Russia’s heavy aircraft carrier – its only aircraft carrier, the Admiral Kuznetsov, could be sent to the Mediterranean this summer, a high-ranking official at the Russian Navy told TASS over the weekend.
“This summer, we plan the Admiral Kuznetsov’s campaign in the Mediterranean Sea, where it will lead the Navy group in that region,” the source said.
The Kuznetsov class ships should be able to carry up to 33 fixed-wing aircraft and 12 helicopters. It has D/E band air and surface target acquisition radar (passive electronically scanned array), F band surface search radar, G/H band flight control radar, I band navigation radar, and four K band fire-control radars for the Kashtan CIWS.
The ship has hull-mounted medium- and low-frequency search and attack sonar.
At the moment, the aircraft carrier is at a shipyard in Murmansk, where specialists prepare it for the long-distance campaign. But the source did not specify what tasks the flagship of the Russian Navy will have in the Mediterranean.
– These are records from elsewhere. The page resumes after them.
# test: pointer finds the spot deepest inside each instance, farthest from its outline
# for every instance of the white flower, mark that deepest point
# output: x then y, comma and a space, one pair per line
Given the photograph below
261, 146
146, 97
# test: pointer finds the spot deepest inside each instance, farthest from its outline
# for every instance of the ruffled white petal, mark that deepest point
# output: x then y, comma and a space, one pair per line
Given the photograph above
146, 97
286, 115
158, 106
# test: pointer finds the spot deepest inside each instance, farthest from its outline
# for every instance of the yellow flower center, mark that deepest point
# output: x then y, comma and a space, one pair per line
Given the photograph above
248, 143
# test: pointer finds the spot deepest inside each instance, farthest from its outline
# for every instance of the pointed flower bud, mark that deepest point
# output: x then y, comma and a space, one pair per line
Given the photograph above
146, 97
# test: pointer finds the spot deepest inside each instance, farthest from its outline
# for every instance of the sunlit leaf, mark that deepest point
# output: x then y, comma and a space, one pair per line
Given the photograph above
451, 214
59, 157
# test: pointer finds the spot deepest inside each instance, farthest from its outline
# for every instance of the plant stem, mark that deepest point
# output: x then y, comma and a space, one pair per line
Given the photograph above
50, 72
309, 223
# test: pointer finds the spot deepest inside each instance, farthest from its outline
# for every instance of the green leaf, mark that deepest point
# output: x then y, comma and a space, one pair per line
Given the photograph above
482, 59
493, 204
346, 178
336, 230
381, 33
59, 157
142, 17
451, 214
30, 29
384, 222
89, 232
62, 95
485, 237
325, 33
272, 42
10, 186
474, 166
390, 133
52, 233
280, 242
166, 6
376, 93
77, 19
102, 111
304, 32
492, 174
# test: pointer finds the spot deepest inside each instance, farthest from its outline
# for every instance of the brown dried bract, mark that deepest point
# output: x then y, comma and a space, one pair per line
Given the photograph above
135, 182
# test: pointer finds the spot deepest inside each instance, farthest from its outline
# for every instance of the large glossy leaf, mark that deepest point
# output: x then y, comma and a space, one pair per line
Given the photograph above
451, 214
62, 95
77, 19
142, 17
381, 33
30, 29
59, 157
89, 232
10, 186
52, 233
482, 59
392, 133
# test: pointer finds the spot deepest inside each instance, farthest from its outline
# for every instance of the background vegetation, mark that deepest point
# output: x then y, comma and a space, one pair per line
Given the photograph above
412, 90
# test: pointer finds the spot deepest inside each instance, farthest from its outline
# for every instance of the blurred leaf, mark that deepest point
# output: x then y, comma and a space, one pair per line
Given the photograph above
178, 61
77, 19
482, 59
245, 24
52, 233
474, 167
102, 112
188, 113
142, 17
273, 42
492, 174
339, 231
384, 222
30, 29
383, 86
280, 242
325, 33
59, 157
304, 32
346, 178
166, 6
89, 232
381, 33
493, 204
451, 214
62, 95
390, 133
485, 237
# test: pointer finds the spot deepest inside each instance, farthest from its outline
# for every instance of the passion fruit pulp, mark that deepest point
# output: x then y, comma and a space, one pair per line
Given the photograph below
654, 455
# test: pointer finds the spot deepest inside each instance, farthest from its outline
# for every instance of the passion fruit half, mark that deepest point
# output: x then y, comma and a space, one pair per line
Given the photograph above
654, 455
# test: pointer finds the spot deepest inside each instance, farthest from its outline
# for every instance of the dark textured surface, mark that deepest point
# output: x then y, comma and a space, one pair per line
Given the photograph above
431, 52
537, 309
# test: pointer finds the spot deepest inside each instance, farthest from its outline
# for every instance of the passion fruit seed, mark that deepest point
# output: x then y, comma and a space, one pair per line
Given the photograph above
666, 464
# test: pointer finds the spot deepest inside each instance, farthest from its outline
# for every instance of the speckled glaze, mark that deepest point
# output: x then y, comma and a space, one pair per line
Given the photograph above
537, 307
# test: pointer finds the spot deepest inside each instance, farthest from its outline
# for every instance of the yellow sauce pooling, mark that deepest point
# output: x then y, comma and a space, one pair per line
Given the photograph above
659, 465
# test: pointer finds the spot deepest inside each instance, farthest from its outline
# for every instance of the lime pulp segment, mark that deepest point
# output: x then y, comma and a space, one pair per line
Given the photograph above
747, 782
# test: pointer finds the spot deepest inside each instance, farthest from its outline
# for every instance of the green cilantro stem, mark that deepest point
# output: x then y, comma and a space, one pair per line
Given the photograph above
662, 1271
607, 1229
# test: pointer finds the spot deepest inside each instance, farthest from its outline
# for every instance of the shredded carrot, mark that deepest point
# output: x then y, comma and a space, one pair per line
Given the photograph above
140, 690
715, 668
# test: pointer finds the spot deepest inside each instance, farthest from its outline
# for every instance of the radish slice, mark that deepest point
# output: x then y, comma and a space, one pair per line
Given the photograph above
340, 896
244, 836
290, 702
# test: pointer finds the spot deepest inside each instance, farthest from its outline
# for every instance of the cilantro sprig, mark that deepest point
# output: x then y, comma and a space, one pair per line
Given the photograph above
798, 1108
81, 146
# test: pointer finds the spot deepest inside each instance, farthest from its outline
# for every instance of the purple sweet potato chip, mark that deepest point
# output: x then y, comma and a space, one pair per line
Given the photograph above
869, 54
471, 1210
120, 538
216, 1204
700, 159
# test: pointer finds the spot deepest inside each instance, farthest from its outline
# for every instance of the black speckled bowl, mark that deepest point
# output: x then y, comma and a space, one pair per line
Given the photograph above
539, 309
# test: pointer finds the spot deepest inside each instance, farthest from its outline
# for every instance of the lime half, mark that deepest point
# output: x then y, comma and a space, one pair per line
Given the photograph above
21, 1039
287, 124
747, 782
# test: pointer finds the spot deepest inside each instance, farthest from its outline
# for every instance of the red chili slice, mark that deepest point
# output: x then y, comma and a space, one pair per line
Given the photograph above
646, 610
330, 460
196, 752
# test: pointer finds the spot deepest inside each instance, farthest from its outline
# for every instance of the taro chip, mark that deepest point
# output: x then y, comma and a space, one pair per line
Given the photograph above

It’s probably good to have one of those around, especially when the US Sixth Fleet is floating nearby.
The formation of the Russian Navy’s permanent grouping in the Mediterranean began in 2013. As a rule, more than ten warships are in that region on a rotation basis.
The permanent naval grouping in the Mediterranean now includes the missile cruiser Varyag armed with the Fort-M air defense system (the naval version of the S-300 antiaircraft missile system) and the large antisubmarine warfare ship Vice-Admiral Kulakov.
While designated as an aircraft carrier by the US, the design of the Kuznetsov class vessels implies a mission different from that of American carriers. The term used by her builders to describe the Russian ships is tyazholiy avianesushchiy kreyser (TAKR or TAVKR) – “heavy aircraft-carrying cruiser” – intended to support and defend strategic missile-carrying submarines, surface ships, and maritime missile-carrying aircraft of the Russian fleet.
So you place just one of them near the Syrian coast and do whatever you want, really.